I'm from Iowa, a northern state with a proudly abolitionist history, which suffered more casualties per capita than any other Union state.  And yet one of our US representatives, the ever-embarrassing creepazoid Steve King, displays a confederate flag in his office. For "history," he says, as if an inflammatory symbol of treason and white supremacy, displayed without context, is the best way to remind his constituents that the Civil War... happened, I guess? As if he simply couldn't find an illustration of the battlefield, or a portrait of Ulysses Grant, or a reproduction battle flag belonging to an Iowa unit, and so he decided to go with the next thing available, because he simply had to have some token of that conflict.

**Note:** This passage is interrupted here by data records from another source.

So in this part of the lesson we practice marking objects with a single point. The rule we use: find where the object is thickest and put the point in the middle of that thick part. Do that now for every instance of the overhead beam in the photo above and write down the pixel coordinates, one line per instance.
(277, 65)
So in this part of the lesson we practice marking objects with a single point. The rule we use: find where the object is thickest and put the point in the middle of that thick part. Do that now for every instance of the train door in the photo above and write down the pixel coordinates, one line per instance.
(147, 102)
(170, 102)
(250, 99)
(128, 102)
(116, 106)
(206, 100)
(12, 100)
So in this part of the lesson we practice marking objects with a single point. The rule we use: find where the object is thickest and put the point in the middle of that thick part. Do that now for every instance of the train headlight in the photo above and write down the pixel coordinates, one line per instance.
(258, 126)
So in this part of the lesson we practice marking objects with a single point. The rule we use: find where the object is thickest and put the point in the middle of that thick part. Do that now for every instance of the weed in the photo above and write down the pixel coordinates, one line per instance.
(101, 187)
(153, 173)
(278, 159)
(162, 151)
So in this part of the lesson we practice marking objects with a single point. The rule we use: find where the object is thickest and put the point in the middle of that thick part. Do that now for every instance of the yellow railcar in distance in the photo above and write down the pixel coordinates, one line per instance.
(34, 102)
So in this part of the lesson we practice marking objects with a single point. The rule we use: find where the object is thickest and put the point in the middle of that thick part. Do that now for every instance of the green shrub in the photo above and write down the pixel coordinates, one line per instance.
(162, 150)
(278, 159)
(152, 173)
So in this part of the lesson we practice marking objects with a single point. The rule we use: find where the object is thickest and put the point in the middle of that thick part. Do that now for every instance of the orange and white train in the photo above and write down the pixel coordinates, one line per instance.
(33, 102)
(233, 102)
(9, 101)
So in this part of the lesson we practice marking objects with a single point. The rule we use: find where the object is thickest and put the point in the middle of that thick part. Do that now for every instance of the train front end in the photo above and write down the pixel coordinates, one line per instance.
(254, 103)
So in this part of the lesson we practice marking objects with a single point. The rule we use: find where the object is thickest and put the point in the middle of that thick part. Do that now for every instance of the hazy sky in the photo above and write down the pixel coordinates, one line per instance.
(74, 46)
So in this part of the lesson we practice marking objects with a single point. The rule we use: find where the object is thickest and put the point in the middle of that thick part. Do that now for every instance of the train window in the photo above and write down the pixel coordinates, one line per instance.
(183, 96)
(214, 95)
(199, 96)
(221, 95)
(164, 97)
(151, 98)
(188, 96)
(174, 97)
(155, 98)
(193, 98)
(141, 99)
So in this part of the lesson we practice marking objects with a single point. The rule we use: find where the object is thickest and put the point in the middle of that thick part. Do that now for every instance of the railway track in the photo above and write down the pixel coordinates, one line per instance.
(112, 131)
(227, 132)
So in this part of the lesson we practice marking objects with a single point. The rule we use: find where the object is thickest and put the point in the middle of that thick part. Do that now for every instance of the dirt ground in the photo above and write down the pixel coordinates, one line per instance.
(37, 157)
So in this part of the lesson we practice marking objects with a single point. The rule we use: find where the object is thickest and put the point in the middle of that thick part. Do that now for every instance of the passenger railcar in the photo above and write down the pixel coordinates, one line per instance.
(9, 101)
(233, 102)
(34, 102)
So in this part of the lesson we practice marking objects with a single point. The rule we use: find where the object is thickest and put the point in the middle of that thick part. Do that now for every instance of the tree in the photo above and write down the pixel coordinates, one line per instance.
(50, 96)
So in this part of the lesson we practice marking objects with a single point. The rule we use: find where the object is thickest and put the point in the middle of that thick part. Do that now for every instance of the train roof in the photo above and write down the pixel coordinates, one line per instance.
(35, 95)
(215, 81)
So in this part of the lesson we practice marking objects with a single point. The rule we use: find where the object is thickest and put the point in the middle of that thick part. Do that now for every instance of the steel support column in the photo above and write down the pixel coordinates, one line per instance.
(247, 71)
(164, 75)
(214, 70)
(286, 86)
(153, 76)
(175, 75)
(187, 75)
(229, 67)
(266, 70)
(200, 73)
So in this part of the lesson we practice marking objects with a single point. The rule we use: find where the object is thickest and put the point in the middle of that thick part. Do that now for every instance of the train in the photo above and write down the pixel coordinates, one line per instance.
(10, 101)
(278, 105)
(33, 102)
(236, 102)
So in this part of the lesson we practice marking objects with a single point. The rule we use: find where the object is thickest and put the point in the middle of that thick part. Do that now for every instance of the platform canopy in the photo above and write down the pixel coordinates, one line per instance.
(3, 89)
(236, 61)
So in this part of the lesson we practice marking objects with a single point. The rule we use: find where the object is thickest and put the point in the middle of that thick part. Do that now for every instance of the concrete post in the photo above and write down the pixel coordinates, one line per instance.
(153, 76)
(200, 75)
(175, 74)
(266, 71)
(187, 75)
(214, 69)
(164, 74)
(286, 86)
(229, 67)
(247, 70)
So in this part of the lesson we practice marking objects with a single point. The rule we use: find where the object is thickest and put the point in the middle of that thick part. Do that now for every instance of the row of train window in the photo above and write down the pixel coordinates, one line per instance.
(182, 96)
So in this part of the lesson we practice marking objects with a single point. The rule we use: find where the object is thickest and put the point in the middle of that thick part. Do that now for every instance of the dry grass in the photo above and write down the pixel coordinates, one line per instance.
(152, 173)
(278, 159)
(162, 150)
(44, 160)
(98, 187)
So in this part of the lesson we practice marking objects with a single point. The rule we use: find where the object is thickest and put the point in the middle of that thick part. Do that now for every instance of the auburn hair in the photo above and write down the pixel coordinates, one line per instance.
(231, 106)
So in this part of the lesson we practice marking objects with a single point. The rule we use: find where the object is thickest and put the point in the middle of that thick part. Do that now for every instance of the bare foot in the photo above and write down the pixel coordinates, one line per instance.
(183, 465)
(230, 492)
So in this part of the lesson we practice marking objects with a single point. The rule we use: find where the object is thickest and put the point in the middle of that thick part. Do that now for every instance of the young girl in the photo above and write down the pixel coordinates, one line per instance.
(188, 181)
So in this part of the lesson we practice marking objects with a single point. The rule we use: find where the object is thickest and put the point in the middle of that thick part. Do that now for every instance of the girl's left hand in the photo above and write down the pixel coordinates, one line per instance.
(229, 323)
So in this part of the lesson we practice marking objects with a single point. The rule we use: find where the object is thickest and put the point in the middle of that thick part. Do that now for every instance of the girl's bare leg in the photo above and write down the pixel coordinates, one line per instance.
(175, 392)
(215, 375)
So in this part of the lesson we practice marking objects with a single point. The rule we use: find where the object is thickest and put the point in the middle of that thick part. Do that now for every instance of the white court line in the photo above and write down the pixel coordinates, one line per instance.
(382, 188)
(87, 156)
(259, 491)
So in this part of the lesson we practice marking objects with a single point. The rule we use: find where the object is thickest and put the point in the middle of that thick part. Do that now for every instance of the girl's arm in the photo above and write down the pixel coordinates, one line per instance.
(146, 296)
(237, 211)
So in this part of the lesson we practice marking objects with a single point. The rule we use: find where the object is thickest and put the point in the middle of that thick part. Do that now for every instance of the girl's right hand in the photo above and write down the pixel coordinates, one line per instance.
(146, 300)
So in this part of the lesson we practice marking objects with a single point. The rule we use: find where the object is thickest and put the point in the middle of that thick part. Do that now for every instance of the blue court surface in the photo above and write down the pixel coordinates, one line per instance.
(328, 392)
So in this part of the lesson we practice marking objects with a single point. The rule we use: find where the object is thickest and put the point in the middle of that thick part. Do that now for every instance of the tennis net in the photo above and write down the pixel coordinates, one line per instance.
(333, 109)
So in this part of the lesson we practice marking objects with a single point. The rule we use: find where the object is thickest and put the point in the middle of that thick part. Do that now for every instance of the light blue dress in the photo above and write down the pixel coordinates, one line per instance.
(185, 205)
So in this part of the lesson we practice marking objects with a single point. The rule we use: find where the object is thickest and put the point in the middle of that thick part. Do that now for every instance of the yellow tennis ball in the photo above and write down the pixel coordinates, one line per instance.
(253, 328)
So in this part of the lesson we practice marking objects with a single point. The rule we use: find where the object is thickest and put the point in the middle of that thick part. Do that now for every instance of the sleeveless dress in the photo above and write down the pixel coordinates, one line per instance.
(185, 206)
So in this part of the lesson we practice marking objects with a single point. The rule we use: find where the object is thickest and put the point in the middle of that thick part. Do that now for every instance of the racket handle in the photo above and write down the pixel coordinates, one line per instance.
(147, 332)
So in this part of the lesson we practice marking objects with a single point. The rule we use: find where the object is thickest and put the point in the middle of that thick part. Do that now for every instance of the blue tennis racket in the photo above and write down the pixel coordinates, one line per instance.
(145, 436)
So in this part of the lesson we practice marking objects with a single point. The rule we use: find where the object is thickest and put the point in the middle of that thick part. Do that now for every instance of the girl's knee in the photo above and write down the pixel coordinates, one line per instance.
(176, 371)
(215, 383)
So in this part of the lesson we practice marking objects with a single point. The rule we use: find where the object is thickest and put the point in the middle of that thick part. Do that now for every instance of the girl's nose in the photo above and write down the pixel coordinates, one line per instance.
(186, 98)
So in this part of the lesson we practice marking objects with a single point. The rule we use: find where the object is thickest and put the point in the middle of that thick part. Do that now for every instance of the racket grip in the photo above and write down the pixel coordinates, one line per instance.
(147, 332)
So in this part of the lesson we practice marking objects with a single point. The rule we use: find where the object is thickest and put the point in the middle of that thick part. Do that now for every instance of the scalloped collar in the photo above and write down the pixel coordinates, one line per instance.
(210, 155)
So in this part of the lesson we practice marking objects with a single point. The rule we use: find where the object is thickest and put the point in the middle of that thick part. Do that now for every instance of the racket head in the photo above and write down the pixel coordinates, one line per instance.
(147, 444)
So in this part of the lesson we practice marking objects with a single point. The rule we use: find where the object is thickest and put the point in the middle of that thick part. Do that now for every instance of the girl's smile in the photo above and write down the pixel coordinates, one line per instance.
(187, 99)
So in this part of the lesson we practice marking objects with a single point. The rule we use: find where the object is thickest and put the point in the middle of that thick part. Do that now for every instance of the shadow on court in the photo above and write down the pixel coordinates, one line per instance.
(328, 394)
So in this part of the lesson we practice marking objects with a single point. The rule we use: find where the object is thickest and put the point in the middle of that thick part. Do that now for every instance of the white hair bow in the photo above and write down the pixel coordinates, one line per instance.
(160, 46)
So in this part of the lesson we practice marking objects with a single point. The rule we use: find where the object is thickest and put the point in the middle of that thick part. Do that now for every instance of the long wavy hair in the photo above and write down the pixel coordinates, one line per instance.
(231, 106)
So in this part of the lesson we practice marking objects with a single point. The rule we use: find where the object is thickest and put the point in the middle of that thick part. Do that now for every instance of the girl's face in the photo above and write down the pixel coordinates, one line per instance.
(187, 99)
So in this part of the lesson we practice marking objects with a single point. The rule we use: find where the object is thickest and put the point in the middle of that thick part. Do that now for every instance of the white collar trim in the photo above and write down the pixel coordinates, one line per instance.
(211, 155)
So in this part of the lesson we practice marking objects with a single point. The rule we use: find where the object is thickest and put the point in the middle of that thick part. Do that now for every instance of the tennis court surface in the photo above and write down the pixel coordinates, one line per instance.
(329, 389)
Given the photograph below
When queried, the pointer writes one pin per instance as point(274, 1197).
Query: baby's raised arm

But of course anyone who's been paying attention to Rep. King in the past knows that he isn't just confused or misguided. The man is a straight up white supremacist who has managed to stay in the headlines throughout his career by saying the vilest, most racist trash he can think of at any given moment. He doesn't care about north or south-- he cares about white and black and brown, and in that way, the stars and bars are a perfectly accurate representation of who he is. I imagine that's true for many people who fly the flag. We can scratch our heads and wonder if they somehow forgot where they live, but they know perfectly well that it symbolizes an ideology that exusts well beyond any geographical region.